Variability between the two analyses was calculated according to the formula: Δ(SOR₂ − SOR₁)/mean (SOR₁, SOR₂). In addition, the intra-class correlation was calculated. Symmetry of the left and right SORs was calculated using a Wilcoxon signed ranks test. A Mann–Whitney analysis was used to assess the differences in age between groups. Mann–Whitney analyses were performed to assess differences between all mutation carriers (CA plus CNA) and control subjects, as well as between clinically affected DYT11 gene mutation carriers (CA) and their control subjects. To assess the independent effect of the BFMDRS and UMRS sum scores, linear regression was performed in the DYT11 mutation group. Finally, two multivariate linear models were constructed to assess the effect of left and right SOR, respectively, corrected for the possible effect of age and smoking. Even though there were no significant differences between groups regarding these variables, this was performed to increase accuracy. Differences were considered significant at p < 0.05. All analyses were carried out using SPSS version 12.

Results

Clinical characteristics

The clinical characteristics of CA and CNA are summarised in Table 1. Eight CA inherited the mutation from their father. Three CA and all CNA inherited the mutated gene from their mother.

IBZM SPECT

Variability between the two analyses of the 3-D reconstructed images was 7.3% with an 86% intra-class correlation. Results of the second analysis are presented here.

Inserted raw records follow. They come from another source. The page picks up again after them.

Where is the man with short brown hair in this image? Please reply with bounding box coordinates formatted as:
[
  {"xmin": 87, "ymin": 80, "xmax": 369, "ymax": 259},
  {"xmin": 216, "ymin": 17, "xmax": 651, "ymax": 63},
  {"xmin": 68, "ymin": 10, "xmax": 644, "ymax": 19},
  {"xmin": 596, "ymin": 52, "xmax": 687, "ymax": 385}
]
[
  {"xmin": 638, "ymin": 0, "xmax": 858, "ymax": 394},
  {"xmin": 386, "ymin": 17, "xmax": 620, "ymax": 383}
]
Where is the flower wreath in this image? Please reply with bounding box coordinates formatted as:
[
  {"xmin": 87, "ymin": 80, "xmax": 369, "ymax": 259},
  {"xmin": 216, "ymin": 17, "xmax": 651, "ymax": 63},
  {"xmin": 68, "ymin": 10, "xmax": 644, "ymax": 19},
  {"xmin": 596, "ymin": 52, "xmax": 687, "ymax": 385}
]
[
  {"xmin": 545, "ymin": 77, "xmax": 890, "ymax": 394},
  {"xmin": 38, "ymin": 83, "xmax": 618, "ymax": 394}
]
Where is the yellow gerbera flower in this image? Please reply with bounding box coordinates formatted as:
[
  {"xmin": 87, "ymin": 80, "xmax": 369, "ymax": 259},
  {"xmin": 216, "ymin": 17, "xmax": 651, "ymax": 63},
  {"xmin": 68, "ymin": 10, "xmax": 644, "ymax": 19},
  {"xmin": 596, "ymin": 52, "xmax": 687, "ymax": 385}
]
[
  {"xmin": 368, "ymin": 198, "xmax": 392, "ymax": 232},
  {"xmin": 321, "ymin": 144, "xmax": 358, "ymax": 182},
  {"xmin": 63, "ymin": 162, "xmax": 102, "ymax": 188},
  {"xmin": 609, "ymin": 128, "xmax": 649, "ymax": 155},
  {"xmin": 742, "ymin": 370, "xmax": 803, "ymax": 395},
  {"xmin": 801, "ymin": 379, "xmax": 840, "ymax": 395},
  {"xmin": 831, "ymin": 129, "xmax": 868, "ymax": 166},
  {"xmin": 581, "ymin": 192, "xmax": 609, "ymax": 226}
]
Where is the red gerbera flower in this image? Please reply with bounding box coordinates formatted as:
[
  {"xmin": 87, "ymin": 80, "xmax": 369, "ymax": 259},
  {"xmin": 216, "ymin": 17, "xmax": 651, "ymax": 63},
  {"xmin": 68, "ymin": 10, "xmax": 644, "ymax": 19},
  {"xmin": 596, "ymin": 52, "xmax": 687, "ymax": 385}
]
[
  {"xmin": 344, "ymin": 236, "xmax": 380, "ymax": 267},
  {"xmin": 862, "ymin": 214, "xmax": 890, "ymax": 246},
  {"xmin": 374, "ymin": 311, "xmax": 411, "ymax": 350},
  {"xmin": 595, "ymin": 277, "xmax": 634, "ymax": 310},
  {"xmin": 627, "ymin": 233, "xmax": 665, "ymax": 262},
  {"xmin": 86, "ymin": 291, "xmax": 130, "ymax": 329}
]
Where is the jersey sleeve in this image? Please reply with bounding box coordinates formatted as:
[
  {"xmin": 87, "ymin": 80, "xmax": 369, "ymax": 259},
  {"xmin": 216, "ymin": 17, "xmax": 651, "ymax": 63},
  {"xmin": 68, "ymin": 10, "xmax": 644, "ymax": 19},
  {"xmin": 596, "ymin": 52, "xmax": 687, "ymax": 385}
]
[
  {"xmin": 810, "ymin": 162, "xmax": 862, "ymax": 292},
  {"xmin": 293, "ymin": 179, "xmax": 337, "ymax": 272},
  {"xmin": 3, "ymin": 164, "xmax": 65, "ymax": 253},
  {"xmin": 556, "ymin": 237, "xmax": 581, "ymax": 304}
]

No significant difference in age was found between groups (p = 0.2). No asymmetry between left SORs and right SORs was detected in any group (p > 0.05); median values and quartiles are given in Table 2.

Table 2

Median values of specific striatal to occipital binding ratios for all groups with 25th and 75th quartiles between brackets

	SOR left	SOR right	SOR mean
CA	0.93 (0.89–1.04), p = 0.005	0.92 (0.86–0.97), p = 0.014	0.90 (0.87–1.00), p = 0.004
DYT11+	0.95 (0.90–1.06), p = 0.003	0.92 (0.86–1.05), p = 0.018	0.90 (0.87–1.05), p = 0.003
CO	1.03 (0.96–1.28)	1.05 (0.94–1.19)	1.02 (0.95–1.23)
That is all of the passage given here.